自らしたはずなのに照れて、「さっ帰ろうよ‼︎」と小西の手首を掴み連れ出そうとすると、逆に引っ張られて正面に立たされる。



「そんなんでいいの?」って結局濃厚なのされて見事に昇天した。



✳︎ ✳︎ ✳︎



帰り際に、駅前でじゃあねと手を振ると、「祐奈‼︎ 今度から10分遅刻してきてね」と言われ、「うん」と答えて改札口を通過した。
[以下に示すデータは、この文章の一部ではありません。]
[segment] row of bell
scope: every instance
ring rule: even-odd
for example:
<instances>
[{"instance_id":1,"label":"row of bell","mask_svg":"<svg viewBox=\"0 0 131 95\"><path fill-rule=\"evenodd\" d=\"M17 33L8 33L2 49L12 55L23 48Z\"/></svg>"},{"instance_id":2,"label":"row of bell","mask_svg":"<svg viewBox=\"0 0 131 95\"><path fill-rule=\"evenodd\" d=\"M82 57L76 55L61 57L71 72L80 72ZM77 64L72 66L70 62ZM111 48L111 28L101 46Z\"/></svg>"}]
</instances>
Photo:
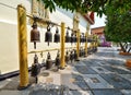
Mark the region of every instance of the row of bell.
<instances>
[{"instance_id":1,"label":"row of bell","mask_svg":"<svg viewBox=\"0 0 131 95\"><path fill-rule=\"evenodd\" d=\"M91 49L91 48L87 48L87 54L90 55L91 52L94 52L96 51L97 49L94 48L94 49ZM85 56L85 49L80 49L80 57L84 57ZM78 60L78 54L76 54L76 49L73 49L70 51L69 54L69 50L67 50L66 52L66 63L69 63L69 61L74 61L74 60ZM37 55L35 55L34 57L34 63L38 63L38 57ZM51 69L53 62L52 62L52 59L51 59L51 56L50 56L50 52L47 54L47 59L46 59L46 69ZM57 52L57 57L55 59L55 64L57 67L60 66L60 52L58 51Z\"/></svg>"},{"instance_id":2,"label":"row of bell","mask_svg":"<svg viewBox=\"0 0 131 95\"><path fill-rule=\"evenodd\" d=\"M39 31L37 29L37 24L36 22L33 23L33 29L31 31L31 41L34 43L34 48L36 49L36 43L40 41L40 34ZM67 35L66 35L66 43L76 43L76 34L71 34L71 37L69 36L69 32L67 31ZM47 26L47 32L45 34L45 41L49 43L52 41L52 34L50 32L50 27ZM56 28L56 34L53 36L53 41L55 43L59 43L60 41L60 34L59 34L59 29L58 27ZM80 37L80 43L85 43L86 41L86 37L83 35L81 35ZM90 40L91 41L91 40Z\"/></svg>"},{"instance_id":3,"label":"row of bell","mask_svg":"<svg viewBox=\"0 0 131 95\"><path fill-rule=\"evenodd\" d=\"M36 49L36 43L40 41L40 33L37 29L36 22L33 23L32 27L33 27L33 29L31 31L31 43L34 43L34 48ZM52 34L50 32L50 27L49 26L47 26L47 32L45 34L45 41L48 43L48 46L49 46L49 43L52 41ZM56 34L53 36L53 41L55 43L59 43L60 41L60 34L59 34L58 27L57 27Z\"/></svg>"}]
</instances>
小西は家に帰るとすぐさま自分の部屋に入り、椅子に座る。


一息ついた頃、祐奈に撮られた写真を見ながらヘッドホンをして音楽を聞く。そして今日を振り返り始める。







改札口の前で祐奈を見送っていると、前を向いて歩いていた祐奈が後ろを振り返って俺に手を振る。



「バイバイ智哉‼︎」



ん?と、まず自分の耳を疑った。


あんだけ俺の下の名前を呼ぶのが恥ずかしいとか言っていたのに、笑顔で手を振っているのがもう健気すぎて…





そのエピソードもだし、携帯の写真フォルダーにある祐奈の写真を見ながら、1人思い出しながらニヤニヤする小西だった。